Right here is the code for a YouTube summarizer agent:
from phi.agent import Agent
from phi.mannequin.groq import Groq
from phi.mannequin.openai import OpenAIChat
from phi.instruments.youtube_tools import YouTubeTools
agent = Agent(
# mannequin=Groq(id="llama3-8b-8192"),
mannequin=Groq(id="llama-3.3-70b-versatile"), ## Toggle with totally different LLM mannequin
instruments=[YouTubeTools()],
show_tool_calls=True,
# debug_mode=True,
description="You're a YouTube agent. Receive the captions of a YouTube video and reply questions.",
)
agent.print_response("Summarize this video https://www.youtube.com/watch?v=vStJoetOxJg", markdown=True, stream=True)
Following is the output generated by the YouTube Summarizer agent (above code). The YouTube hyperlink within the above code is a video of Andrew Ng on the Machine Studying specialization. As proven beneath, it precisely summarizes the video content material. Be aware that the response could differ for every run due to the probabilistic nature of LLMs.

Detailed Tutorial
Listed below are the step-by-step directions for creating the YouTube Summarizer agent.
1. Clone Pocket book
- Clone Colab pocket book right here (it requires a Google account)
- Set up dependencies (first cell with code)
2. Get API key for Groq
With the intention to run the Agent, on condition that we use the Groq mannequin internet hosting platform, we want an account with Groq. Comply with the steps beneath to enroll / log in to Groq and get an API key.
– Go to the Groq Developer Portal: Open your browser and go to: https://console.groq.com
– Signal Up or Log In
- If you have already got an account, click on Log In.
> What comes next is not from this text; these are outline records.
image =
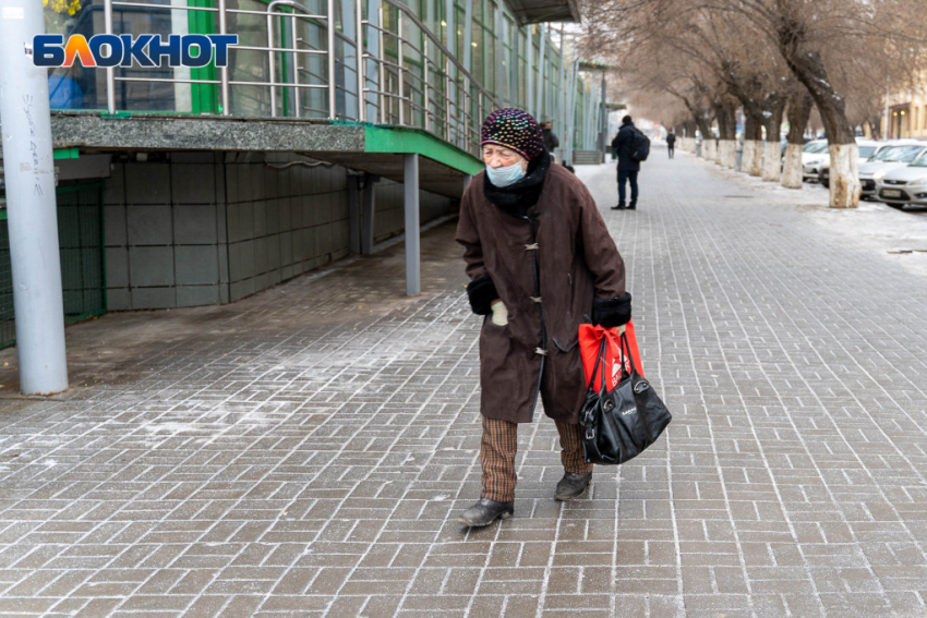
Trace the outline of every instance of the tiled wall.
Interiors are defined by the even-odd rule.
[[[228,303],[348,254],[345,168],[256,153],[134,159],[107,181],[111,311]],[[420,201],[423,223],[452,209],[437,195]],[[382,181],[375,239],[402,227],[402,185]]]

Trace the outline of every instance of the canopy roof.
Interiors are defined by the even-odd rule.
[[[506,0],[519,26],[544,22],[579,23],[576,0]]]

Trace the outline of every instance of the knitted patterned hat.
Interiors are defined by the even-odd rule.
[[[499,109],[486,117],[480,146],[483,144],[511,148],[529,161],[544,150],[538,121],[527,111],[515,108]]]

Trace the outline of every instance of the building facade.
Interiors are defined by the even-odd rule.
[[[65,279],[77,274],[72,287],[97,299],[75,318],[228,303],[370,253],[406,230],[409,155],[420,161],[417,220],[454,214],[496,107],[553,121],[567,161],[594,148],[601,88],[557,27],[526,23],[531,10],[502,0],[45,2],[47,32],[65,39],[239,36],[227,69],[49,70],[59,191],[87,190],[81,217],[59,209],[60,235],[75,225],[98,232],[84,234],[93,246],[62,250]],[[11,298],[8,281],[5,322]]]

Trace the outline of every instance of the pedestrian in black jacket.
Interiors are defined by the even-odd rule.
[[[550,120],[547,122],[545,122],[544,128],[541,131],[541,133],[543,134],[543,138],[544,138],[544,148],[546,148],[547,152],[553,157],[554,148],[558,148],[559,145],[561,145],[561,141],[557,140],[557,135],[556,135],[556,133],[554,133],[554,123],[551,122]],[[556,159],[556,157],[554,157],[554,159]]]
[[[635,135],[634,122],[629,116],[622,119],[622,128],[615,138],[612,140],[612,149],[618,153],[618,205],[612,206],[612,210],[624,210],[625,208],[625,182],[630,181],[629,210],[637,209],[637,172],[640,171],[640,161],[630,157],[634,147]]]

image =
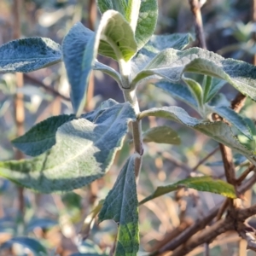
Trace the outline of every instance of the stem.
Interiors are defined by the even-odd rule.
[[[20,10],[22,6],[22,1],[15,0],[13,3],[14,10],[14,32],[13,38],[18,39],[20,38]],[[23,74],[20,73],[16,73],[16,86],[17,88],[23,87]],[[16,135],[17,137],[21,136],[24,133],[24,119],[25,119],[25,110],[23,102],[23,95],[21,93],[16,93],[15,96],[15,117],[16,125]],[[24,155],[22,152],[17,150],[15,152],[15,159],[23,159]],[[18,187],[18,208],[21,217],[23,218],[25,205],[24,205],[24,189]]]
[[[191,12],[195,20],[195,29],[198,46],[202,49],[207,49],[206,38],[204,35],[204,29],[202,25],[201,8],[201,4],[199,0],[189,0],[190,4]]]

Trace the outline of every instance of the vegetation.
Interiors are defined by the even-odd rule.
[[[98,0],[96,3],[102,18],[96,32],[78,22],[65,36],[61,45],[46,38],[26,38],[0,47],[0,71],[3,73],[33,72],[63,61],[73,109],[72,114],[49,117],[15,138],[13,145],[31,157],[1,161],[0,175],[40,193],[69,192],[105,176],[118,151],[132,143],[132,152],[126,155],[113,188],[95,204],[82,227],[84,240],[96,218],[98,223],[114,220],[118,230],[111,252],[98,249],[92,253],[80,250],[73,255],[137,255],[140,207],[156,197],[185,189],[218,194],[226,200],[221,207],[215,207],[208,215],[150,255],[168,251],[172,252],[172,255],[186,255],[199,245],[205,243],[207,247],[218,235],[234,230],[247,240],[248,248],[255,251],[254,239],[250,236],[253,228],[246,221],[256,213],[256,207],[253,205],[243,208],[238,201],[256,181],[254,172],[249,176],[256,165],[254,122],[239,113],[246,96],[256,101],[256,67],[203,49],[206,46],[198,20],[196,38],[202,48],[192,47],[195,42],[190,34],[154,35],[158,18],[156,0]],[[195,1],[190,1],[190,4],[196,18],[200,7],[195,5]],[[118,71],[99,61],[98,54],[114,60]],[[84,113],[93,70],[101,71],[116,81],[125,102],[108,99]],[[150,86],[184,102],[188,110],[174,105],[154,104],[151,108],[149,103],[141,110],[137,100],[142,94],[139,87],[149,79]],[[231,103],[220,92],[226,83],[239,91]],[[157,102],[160,99],[154,96],[153,100]],[[144,143],[181,143],[176,125],[173,128],[158,125],[143,131],[143,122],[147,123],[147,118],[171,120],[172,124],[190,129],[190,137],[194,136],[192,131],[195,131],[219,143],[226,182],[214,175],[196,172],[196,166],[189,170],[186,178],[169,180],[168,183],[166,181],[152,189],[149,195],[138,200]],[[236,153],[236,165],[243,168],[240,169],[239,177],[233,151]],[[147,160],[148,158],[144,162]],[[204,229],[216,216],[211,226]],[[15,242],[25,245],[35,255],[48,253],[38,241],[23,236],[13,237],[3,247]]]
- In the event you’re new, click on Signal Up and observe the prompts to create an account (it’s possible you’ll have to confirm your electronic mail).
– Entry the API Part
- As soon as logged in, you’ll land on the Groq Console.
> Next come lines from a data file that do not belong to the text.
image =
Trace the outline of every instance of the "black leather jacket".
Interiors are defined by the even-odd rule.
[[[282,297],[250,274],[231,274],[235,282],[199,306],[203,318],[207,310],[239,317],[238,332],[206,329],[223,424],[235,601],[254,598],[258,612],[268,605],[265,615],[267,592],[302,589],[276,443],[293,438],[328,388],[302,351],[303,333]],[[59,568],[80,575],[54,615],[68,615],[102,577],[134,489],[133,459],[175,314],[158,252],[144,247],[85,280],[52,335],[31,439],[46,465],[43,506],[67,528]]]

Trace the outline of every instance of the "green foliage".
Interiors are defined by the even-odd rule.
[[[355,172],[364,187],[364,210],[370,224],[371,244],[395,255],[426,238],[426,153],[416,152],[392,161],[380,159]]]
- Navigate to the API Keys part from the sidebar or dashboard.
– Generate a New API Key
- Click on the “Create API Key” button.
- Give your key a reputation (e.g., “workshop-key”).
- Click on Create or Generate.
– Copy and Retailer the Key Securely
- Your API key will likely be proven solely as soon as — copy it instantly and retailer it in a safe location.
- By no means expose your API key in client-side code or public repositories.
3. Add the API key within the Secret Supervisor
- Click on on Secrets and techniques (Key signal) on the left pane of Colab
- Present the title as GROQ_API_KEY and the Worth because the API Key copied in Step 5 above
- Toggle “ON” the pocket book entry.
Conclusion
On this article, we explored the rising demand for an AI Agent and walked by way of a real-world instance of how they will simplify on a regular basis duties. We broke down the basics of AI Brokers and a few standard Agentic AI Frameworks. We additionally constructed a hands-on mission: a YouTube Summarizer Agent powered by Phidata.
That is just the start. Within the second article of this collection, we’ll go deeper by constructing a research planner agent that doesn’t simply generate plans but additionally takes actions. It would create duties in Jira, ship calendar invitations, and show how AI Brokers can seamlessly combine with exterior instruments and APIs to automate real-world workflows.
Take a look at the half 2 of this collection right here – Constructing Research Planner Agent: AI Agent Tutorial Half 2
Co-Creator for the article: Abhishek Agrawal
Login to proceed studying and revel in expert-curated content material.